By Omobayo Azeez
As report indicates that the general Africa’s economy is on growth path, Akinwumi Adesina, president of the Development Bank (AfDB) has called for inclusive growth that touches the lives of individuals in the continent.
While unveiling The 2020 African Economic Outlook (AEO) report in Abidjan, Ivory Coast on Monday, Adesina stressed that except it impacts directly on the lives of poor Africans, the projected improvement in Africa gross domestic product (GDP) matters less.
The AEO showed that the continent’s economies are growing well, higher than the global average. The report projected a steady rise in growth in Africa from 3.4 per cent in 2019 to 3.9 per cent in 2020 and 4.1 per cent in 2021.
According to the report, these figures do not tell the whole story. Across the continent, the poor are not seeing enough of the benefits of robust growth. Relatively few African countries posted significant declines in extreme poverty and inequality, which remain higher than in other regions of the world.
The report revealed that inclusive growth occurred in only 18 of 48 African countries with data.
“Growth must be visible. Growth must be equitable. Growth must be felt in the lives of people, ” said Adesina.
The theme of the 2020 Africa Economic Outlook report, ‘Developing Africa’s Workforce for the Future’, calls for swift action to address human capital development in African countries, where inclusive growth has been held back by a mismatch between young workers’ skills and the needs of employers.
The bank’s flagship report states that increased investment in education is key as well as progressive universalism in education spending.
It recommends setting high priorities for the poor and disadvantaged and focusing on basic education first where social returns are highest.
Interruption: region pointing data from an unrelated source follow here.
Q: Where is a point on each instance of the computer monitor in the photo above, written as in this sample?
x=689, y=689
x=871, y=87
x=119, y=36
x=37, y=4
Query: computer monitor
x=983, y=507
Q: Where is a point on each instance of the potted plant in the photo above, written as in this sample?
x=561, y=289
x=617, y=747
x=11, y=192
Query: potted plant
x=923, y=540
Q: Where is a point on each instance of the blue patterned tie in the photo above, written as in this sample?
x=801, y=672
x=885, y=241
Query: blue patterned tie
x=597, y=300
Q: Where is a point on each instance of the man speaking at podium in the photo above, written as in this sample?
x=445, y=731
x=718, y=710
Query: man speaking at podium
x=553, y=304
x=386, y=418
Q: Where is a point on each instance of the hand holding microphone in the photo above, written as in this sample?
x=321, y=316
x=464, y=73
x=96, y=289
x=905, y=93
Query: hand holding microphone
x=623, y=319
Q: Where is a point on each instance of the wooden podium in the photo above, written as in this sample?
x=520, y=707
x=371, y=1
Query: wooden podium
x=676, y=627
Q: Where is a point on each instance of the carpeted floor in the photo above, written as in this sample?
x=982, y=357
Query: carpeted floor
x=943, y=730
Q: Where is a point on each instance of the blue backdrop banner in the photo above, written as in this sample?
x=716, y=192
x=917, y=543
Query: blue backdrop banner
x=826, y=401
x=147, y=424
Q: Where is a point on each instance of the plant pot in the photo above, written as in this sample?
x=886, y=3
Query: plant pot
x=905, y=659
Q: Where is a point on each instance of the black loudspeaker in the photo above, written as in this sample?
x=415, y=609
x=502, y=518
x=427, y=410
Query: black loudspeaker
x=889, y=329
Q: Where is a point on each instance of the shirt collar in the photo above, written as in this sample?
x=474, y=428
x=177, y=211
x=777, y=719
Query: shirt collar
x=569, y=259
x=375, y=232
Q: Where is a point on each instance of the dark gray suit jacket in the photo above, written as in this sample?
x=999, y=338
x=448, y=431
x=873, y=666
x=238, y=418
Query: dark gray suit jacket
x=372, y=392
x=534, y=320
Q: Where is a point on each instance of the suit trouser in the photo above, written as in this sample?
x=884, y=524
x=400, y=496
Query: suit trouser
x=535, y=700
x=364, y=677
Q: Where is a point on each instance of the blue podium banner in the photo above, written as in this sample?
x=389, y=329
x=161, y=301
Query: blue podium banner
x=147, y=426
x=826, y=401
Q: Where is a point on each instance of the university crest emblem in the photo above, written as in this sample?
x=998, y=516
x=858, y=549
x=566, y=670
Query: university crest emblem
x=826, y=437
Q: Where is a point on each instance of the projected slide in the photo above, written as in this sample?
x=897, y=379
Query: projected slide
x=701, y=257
Its recommendations also include improving access to education in remote areas, incentives such as free uniforms and text books, banning child labour and improving teaching standards.
To better match skills with job opportunities, the report recommends that governments need to develop a demand-driven education system in tune with rapidly emerging jobs in the private sector, including software engineers, marketing specialists and data analysts, the report says.
“Africa is blessed with resources, but its future lies in its people… Education is the great equaliser. Only by developing our workforce will we make a dent in poverty, close the income gap between rich and poor, and adopt new technologies to create jobs in knowledge-intensive sectors,” said Hanan Morsy, director of the macroeconomic policy, forecasting and research department at the bank.